The recommendation is that each school be able to provide each student with 100 kilobits of access. A kilobit is a unit that measures how much data a computer can store and transfer. Internet web sites have combined the functions of computers, television, telephones and other communications devices. Therefore, it takes ever greater capacity to store and move data in order to take advantage of the Internet’s potential.
Previous surveys ranked Arkansas schools according to how much Internet access the state was paying for, and did not take into account the additional access that school districts were purchasing on their own.
During the 2015 regular session that begins January 12, the legislature is expected to consider proposals to change the funding process for broadband access in public schools. Providing access through copper cables is generally more expensive and not as up-to-date as providing access through fiber optic cables.
EducationSuperHighway has suggested re-allocating funds now spent on copper cables to match federal grants and generate additional funding for modern fiber optic cables. The governor has echoed the idea by including it in a news release posted on his web site.

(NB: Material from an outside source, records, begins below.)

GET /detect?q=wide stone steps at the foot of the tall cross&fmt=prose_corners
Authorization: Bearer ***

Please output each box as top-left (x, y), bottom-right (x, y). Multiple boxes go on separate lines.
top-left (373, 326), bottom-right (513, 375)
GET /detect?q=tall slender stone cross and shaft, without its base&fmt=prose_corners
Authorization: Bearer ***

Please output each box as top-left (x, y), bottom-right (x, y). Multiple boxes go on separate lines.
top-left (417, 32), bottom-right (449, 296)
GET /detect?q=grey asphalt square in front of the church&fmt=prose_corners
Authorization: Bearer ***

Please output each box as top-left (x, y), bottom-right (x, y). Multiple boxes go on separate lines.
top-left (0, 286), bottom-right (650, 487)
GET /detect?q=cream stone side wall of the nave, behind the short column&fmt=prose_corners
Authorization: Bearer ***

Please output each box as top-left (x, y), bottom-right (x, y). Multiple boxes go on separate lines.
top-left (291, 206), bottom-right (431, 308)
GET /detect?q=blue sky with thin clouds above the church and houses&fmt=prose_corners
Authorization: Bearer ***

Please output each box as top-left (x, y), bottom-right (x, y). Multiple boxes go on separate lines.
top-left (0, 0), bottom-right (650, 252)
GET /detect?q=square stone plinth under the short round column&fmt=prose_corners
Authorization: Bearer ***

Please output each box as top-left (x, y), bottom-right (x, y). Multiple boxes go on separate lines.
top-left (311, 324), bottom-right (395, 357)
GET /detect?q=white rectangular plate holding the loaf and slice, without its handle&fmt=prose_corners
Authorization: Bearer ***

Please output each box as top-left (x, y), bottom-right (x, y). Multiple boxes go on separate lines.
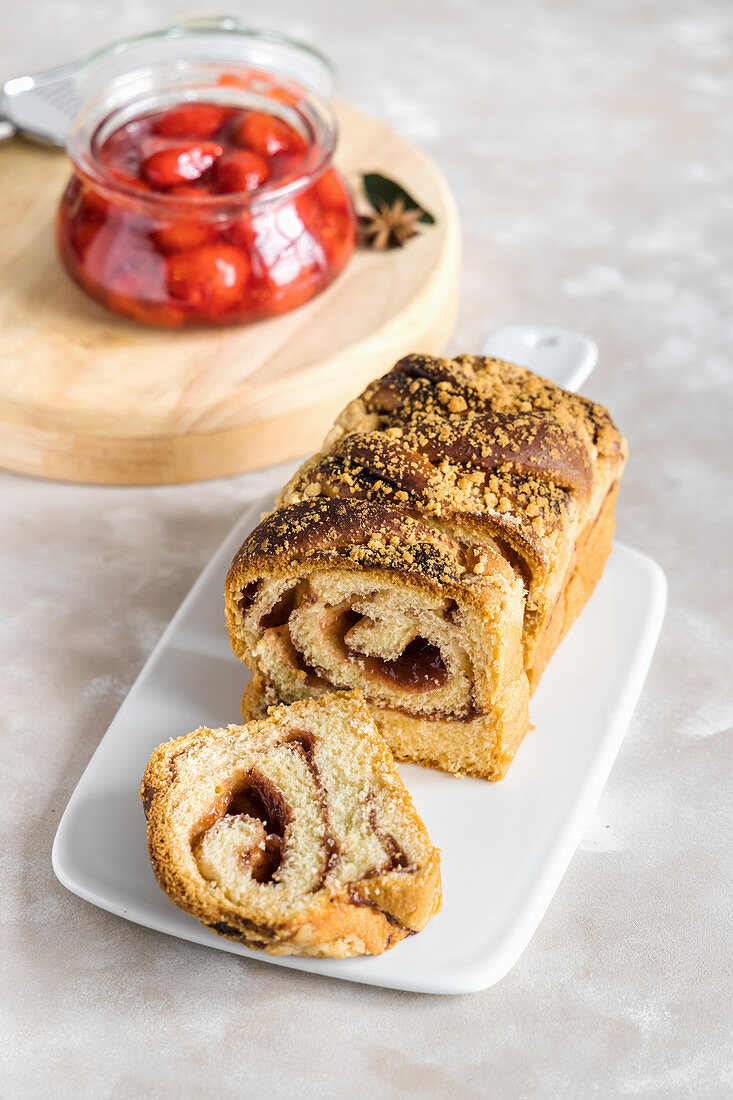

Legislators will study the issue more deeply at a meeting later this month of the Senate and House Education Committees and the Joint Committee on Advanced Communications and Information Technology.
There are political pitfalls anytime the legislature tries to change traditional funding procedures for public schools, partly because individual districts don’t have equal local revenue to match state funds.
Some school districts have plenty of local wealth and some are relatively poor. Some districts tax themselves at a high rate, but because their tax base is relatively low they don’t generate as much local revenue as wealthier districts with lower tax rates. Some relatively wealthy districts tax themselves at a high rate and generate lots of local revenue for new technology and teacher salaries.
The installation costs of fiber optic cable are greater in isolated areas, so providing broadband access is not uniform across the state.